Step 7: Install Superlinked server (refer to the server README for the latest instructions)

# Clone the repository
git clone https://github.com/superlinked/superlinked

cd <repo-directory>/server
./tools/init-venv.sh
cd runner
source "$(poetry env info --path)/bin/activate"
cd ..

# Make sure you have your docker engine running and activate the virtual environment
./tools/deploy.py up

Step 8: Connect to your Redis instance (refer to Redis documentation for instructions)

from superlinked.framework.dsl.storage.redis_vector_database import RedisVectorDatabase

vector_database = RedisVectorDatabase(
# Your Redis URL without port or any extra fields 
    "<your_redis_host>",
# Port number, which should be an integer
    12315,     
# The params can be found here: https://redis.readthedocs.io/en/stable/connections.html 
    username="<username>",
    password="<password>"
)

Step 9: Configure the Superlinked server – add your configuration from the notebook (Steps 2, 3) and append the deployment setup

# Copy your configuration to app.py
# ...

# Create a data source to bulk load your production data.
config = DataLoaderConfig("https://storage.googleapis.com/superlinked-sample-datasets/amazon_dataset_ext_1000.jsonl", DataFormat.JSON, pandas_read_kwargs={"lines": True, "chunksize": 100})
source = DataLoaderSource(review, config)

executor = RestExecutor(
    # Add your data source 
    sources=[source],
    # Add the indices that contains your configuration 
    indices=[index],
    # Create a REST endpoint for your query.
    queries=[RestQuery(RestDescriptor("naive_query"), naive_query),      
            RestQuery(RestDescriptor("superlinked_query"), superlinked_query)],

    # Connect to Redis 
    vector_database=RedisVectorDatabase()
)

SuperlinkedRegistry.register(executor)

Step 10: Test your deployment

# Trigger the data load 
curl -X POST 'http://localhost:8080/data-loader/review/run'

# Check the status of the loader 
curl -X GET 'http://localhost:8080/data-loader/review/status'

# Send your first query
curl -X POST \
    'http://localhost:8080/api/v1/search/superlinked_query' \
    --header 'Accept: */*' \
    --header 'Content-Type: application/json' \
    --data-raw '{
        "natural_query": "High rated quality products",


        "limit": 10
    }'

Congratulations.

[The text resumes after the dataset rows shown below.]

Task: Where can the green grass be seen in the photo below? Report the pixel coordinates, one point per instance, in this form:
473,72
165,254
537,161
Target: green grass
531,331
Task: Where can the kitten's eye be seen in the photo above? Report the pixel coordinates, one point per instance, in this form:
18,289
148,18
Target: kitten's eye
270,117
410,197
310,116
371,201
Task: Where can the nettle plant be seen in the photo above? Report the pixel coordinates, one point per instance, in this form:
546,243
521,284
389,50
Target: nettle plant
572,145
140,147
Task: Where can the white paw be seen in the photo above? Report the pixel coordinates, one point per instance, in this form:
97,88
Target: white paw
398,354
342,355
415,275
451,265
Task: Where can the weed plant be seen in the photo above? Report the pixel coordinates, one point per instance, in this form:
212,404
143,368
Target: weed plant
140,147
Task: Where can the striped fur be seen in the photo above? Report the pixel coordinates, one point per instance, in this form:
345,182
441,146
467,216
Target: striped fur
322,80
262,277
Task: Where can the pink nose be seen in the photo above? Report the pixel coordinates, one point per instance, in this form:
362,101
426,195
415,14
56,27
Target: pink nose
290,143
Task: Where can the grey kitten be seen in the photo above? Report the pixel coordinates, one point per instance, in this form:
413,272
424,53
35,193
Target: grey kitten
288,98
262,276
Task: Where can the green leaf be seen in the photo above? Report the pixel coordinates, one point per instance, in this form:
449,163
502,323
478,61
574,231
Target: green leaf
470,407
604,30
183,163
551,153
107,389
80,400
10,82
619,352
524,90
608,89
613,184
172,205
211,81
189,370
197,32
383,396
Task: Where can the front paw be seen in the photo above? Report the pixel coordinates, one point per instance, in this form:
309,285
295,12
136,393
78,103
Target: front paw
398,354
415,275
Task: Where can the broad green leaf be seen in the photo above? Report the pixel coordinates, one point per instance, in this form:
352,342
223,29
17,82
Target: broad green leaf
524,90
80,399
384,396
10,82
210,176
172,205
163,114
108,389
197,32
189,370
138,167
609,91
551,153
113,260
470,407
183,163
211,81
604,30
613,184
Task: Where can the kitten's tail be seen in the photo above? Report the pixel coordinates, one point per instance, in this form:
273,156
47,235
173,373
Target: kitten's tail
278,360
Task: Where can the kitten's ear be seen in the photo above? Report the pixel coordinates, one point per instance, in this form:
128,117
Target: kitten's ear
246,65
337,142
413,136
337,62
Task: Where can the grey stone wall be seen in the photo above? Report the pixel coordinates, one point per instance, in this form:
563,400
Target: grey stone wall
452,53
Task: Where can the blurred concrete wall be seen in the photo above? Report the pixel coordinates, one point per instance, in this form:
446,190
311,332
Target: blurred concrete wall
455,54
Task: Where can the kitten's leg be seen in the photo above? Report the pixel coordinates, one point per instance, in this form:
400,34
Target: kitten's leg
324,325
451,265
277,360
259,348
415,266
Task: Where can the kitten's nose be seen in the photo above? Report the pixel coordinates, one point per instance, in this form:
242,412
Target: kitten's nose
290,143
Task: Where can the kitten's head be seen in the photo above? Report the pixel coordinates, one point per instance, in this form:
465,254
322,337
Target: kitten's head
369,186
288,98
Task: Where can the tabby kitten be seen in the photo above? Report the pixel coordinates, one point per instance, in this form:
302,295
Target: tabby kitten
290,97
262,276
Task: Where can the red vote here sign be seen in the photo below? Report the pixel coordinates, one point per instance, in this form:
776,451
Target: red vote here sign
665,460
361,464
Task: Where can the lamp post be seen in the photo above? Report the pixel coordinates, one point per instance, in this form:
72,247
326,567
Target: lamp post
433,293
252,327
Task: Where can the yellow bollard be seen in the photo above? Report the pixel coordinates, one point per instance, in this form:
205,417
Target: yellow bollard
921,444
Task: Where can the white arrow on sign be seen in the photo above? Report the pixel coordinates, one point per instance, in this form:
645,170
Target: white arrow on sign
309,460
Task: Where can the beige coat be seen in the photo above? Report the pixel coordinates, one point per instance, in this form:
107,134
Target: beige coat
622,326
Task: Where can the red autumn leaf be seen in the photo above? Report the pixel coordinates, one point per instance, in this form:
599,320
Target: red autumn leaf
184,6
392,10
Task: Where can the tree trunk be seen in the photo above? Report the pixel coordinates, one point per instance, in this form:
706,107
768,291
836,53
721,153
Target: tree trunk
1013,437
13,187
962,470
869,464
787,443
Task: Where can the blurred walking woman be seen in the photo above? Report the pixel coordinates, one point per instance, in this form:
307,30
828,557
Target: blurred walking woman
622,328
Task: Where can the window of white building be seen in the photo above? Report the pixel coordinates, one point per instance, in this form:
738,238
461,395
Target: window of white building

You learned how to build your first solution that combines numeric and unstructured data in the same embedding space to deliver high-quality results. We’re excited to see the amazing applications that you’ll build with Superlinked and Redis — don’t hesitate to share your work with us.

Conclusion 

In the words of Ash Vijayakanthan, SVP of Cloud Sales and Partnerships at Redis: “Redis is partnering with Superlinked to make vector databases easier to apply to complex data for use cases like RAG with LLMs and e-commerce recommendation systems”. It’s a partnership that helps enterprises overcome the hurdles of moving from proof-of-concept to production and realize the full potential of their GenAI apps.